Pick a pour shape — a rectangular slab or footing, or a round column or fence-post hole — then enter its dimensions and how many identical pours you need. The calculator adds your waste factor on top and works out the number of pre-mixed bags or the cubic yardage to order from a ready-mix truck.
Bagged concrete makes sense for small jobs like fence posts, stepping stones, or a single footing — anything under roughly one cubic yard. Beyond that, a ready-mix truck is almost always cheaper and far less labour, since most suppliers have a minimum delivery of about one cubic yard anyway.
Uneven ground, spillage, and over-digging on footings all eat into your concrete order. A 10% waste factor is the standard rule of thumb for most DIY pours; irregular ground or a first-time pour may warrant 15%.
An 80lb bag yields about 0.6 cubic feet of concrete, so it takes roughly 45 bags to make one cubic yard (27 cubic feet).

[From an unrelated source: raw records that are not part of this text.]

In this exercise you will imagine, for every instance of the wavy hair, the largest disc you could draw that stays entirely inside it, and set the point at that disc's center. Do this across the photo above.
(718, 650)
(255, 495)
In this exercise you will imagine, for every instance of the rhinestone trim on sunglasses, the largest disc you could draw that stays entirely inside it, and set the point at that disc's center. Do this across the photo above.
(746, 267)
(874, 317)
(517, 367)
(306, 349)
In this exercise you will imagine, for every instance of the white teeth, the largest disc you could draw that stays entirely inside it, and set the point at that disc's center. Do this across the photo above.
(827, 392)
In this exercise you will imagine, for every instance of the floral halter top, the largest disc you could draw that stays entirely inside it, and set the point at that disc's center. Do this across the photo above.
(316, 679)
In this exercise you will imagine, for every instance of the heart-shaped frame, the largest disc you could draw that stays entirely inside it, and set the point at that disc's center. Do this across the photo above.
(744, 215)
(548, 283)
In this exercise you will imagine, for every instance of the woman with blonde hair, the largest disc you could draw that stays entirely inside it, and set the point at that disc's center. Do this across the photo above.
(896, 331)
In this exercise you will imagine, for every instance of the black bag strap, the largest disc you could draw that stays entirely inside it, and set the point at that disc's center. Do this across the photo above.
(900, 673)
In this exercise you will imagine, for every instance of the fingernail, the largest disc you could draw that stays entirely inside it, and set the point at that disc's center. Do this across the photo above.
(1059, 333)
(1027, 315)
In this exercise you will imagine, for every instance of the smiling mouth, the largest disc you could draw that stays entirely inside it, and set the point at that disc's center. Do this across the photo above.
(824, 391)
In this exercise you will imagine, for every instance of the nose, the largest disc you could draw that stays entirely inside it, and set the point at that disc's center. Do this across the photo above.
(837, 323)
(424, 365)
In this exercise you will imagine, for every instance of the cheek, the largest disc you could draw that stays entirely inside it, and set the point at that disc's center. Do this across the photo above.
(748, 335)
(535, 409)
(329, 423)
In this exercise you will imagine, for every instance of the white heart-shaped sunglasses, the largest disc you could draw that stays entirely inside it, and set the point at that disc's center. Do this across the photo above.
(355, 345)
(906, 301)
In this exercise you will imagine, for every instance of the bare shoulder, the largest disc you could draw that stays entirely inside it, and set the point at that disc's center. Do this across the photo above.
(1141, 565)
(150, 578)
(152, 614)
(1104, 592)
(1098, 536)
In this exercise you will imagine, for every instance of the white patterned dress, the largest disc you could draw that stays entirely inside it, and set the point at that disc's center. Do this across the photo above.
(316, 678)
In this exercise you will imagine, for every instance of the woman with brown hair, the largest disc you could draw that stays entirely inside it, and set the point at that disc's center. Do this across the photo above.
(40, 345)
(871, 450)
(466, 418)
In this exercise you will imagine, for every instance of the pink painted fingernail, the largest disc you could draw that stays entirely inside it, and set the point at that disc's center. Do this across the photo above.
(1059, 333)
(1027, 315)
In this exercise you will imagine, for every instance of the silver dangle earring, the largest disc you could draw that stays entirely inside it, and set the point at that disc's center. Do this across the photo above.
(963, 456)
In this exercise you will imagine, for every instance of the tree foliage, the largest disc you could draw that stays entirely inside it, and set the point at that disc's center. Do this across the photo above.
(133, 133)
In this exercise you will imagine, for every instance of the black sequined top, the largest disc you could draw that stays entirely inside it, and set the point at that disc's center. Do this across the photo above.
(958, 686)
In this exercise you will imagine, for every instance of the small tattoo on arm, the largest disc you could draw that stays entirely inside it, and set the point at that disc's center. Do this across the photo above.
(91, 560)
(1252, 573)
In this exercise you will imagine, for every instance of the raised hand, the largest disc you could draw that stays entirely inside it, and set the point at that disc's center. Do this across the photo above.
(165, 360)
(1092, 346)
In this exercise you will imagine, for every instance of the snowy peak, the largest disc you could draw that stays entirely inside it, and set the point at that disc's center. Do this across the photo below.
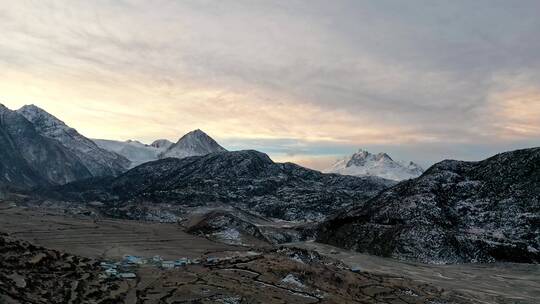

A common rule is one-third to one-half of the post's above-ground height, with a minimum of 24 inches in most residential soil — check local building code for frost-line requirements in colder climates.
Most driveway and patio slabs use either rebar on a grid or welded wire mesh to control cracking and add tensile strength — thin decorative slabs like stepping stones typically don't need it.